İsrail ordusu tarafından dün yapılan açıklamada, geçtiğimiz ay Gazze Şeridi'nde 15 acil yardım çalışanının öldürülmesine ilişkin soruşturmada ‘çok sayıda profesyonel hata’ tespit edildiği ve olayla ilgili olarak bir komutanın görevden alınacağı belirtildi. 23 Mart günü Gazze Şeridi'nin güneyindeki Refah şehri yakınlarında 15 sağlık görevlisi ve yardım çalışanı üç ayrı saldırıda öldürüldü ve Birleşmiş Milletler (BM) ile Filistin Kızılayı yetkililerinin bir hafta sonra cesetlerini bulduğu bir çukura gömüldüler.

asfrt
Gazze sınırında bir grup yaralıyı tedavi ederken İsrail’in düzenlediği hava saldırısında hayatını kaybeden meslektaşları Abdullah Awad'ın cenaze namazını kılan Filistinli sağlık görevlileri (DPA)
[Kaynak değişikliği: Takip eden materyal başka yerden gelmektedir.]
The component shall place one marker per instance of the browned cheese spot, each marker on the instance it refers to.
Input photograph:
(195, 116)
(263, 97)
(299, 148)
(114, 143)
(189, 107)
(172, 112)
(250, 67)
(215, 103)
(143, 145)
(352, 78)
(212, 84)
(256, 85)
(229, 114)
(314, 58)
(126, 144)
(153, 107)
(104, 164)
İsrail ordusunun açıklamasına göre eksik ve yanlış rapor sunduğu gerekçesiyle bir komutana kınama cezası verilmesi ve sahadaki birlikleri komuta eden yedek subay olan bir komutan yardımcısının görevinin sonlandırılması kararı alındı. Reuters’ın aktardığına göre İsrail ordusu, soruşturmanın ‘çok sayıda mesleki başarısızlığı, emir ihlalini ve eksik raporlamayı’ ortaya çıkardığını ekledi.

İsrail ordusunun açıklamasında şu ifadeler yer aldı:

“Soruşturma, ilk iki olayda ateş açılmasının, kendileriyle çatışan düşman bir güçten gerçek bir tehdit algıladıkları için askerlerin yanlış bir operasyonel anlayışından kaynaklandığı sonucuna varmıştır. Üçüncü olayda ise bir çatışma esnasında emirlere aykırı olarak ateş edilmiştir.”

Açıklamada, askeri savcının olayla ilgili soruşturma yürüttüğü ve suç duyurusunda bulunmaya karar verebileceği belirtildi.

Öldürülen sağlık görevlilerinin birinin telefonunda bulunan ve Filistin Kızılayı tarafından yayınlanan bir videoda, İsrail askerlerinin üniformalı acil durum çalışanları, ambulanslar ve ışıkları yanan itfaiye araçlarına ateş açtıkları görülüyor.

Öldürülen sağlık görevlilerinden sekizi Filistin Kızılayı, altısı Gazze Sivil Savunma Müdürlüğü ve biri de Birleşmiş Milletler Filistinli Mültecilere Yardım Kuruluşu (UNRWA) üyesiydi. Cesetler olaydan birkaç gün sonra BM İnsani İşler Koordinasyon Ofisi'nin (OCHA) ‘toplu mezar’ olarak tanımladığı yerde kuma gömülü halde bulundu. Filistin Kızılayı tarafından dün yapılan açıklamada İsrail ordusu tarafından yapılan soruşturmadaki bulgular reddedildi.

Filistin Kızılayı’nın işgal altındaki Batı Şeria'nın Ramallah kentindeki Sözcüsü Nibal Fersah, Fransız Haber Ajansı AFP'ye yaptığı açıklamada, “Raporda yalanlar hüküm sürdüğü müddetçe geçersiz ve kabul edilemez olmaya devam edecek. Zira cinayete ilişkin bir gerekçe içeriyor. Konunun sorumluluğunu saha komutanlığındaki kişisel bir hataya mal ediliyor. Oysa gerçek bunun tam tersi” ifadelerini kullandı.

Birleşmiş Milletler (BM) İnsan Hakları Yüksek Komiseri Volker Türk'e göre olay uluslararası kınamalara ve ‘savaş suçu’ şüphelerine yol açtı.

Han Yunus’a düzenlenen bombardımanda 5 kişi öldü

Gazze'den yayın yapan El-Aksa televizyonu bugün, Han Yunus şehrinin doğusunda İsrail bombardımanında beş kişinin öldüğünü duyurdu. El-Aksa TV tarafından aktarılan haberde “Siyonistlerin bugün şafak vakti Han Yunus'un doğusundaki Beni Suheyla beldesinin ez-Zana bölgesindeki bir evi hedef alan hava saldırısında beş kişi öldürüldü” ifadeleri yer aldı.

El-Aksa TV’nin aktardığına göre saldırı sonucunda çok sayıda kişi de yaralandı.